On unbounded solutions of ergodic problems in r^m for viscous hamilton-jacobi equations

TL;DR

This paper investigates the existence, uniqueness, and properties of solutions to ergodic viscous Hamilton-Jacobi equations in the entire space, identifying a critical value that determines solution behavior without extra assumptions in certain cases.

Contribution

It establishes new PDE-based proofs for the existence and uniqueness of solutions to ergodic problems in R^m, generalizing previous probabilistic and PDE results.

Findings

Existence of a critical value for solution existence

Solutions are unique up to an additive constant

Results hold under less restrictive conditions in superquadratic case

Abstract

In this article we study ergodic problems in the whole space R m for viscous Hamilton-Jacobi Equations in the case of locally Lips-chitz continuous and coercive right-hand sides.
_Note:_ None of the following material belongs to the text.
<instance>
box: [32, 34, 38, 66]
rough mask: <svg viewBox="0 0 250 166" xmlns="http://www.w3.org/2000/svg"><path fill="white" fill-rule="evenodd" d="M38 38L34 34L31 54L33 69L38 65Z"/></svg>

We prove in particular the existence of a critical value $\lambda$ * for which (i) the ergodic problem has solutions for all $\lambda$ $\le$ $\lambda$ * , (ii) bounded from below solutions exist and are associated to $\lambda$ * , (iii) such solutions are unique (up to an additive constant). We obtain these properties without additional assumptions in the superquadratic case, while, in the subquadratic one, we assume the right-hand side to behave like a power. These results are slight generalizations of analogous results by N. Ichihara but they are proved in the present paper by partial differential equations methods, contrarily to N. Ichihara who is using a combination of pde technics with probabilistic arguments.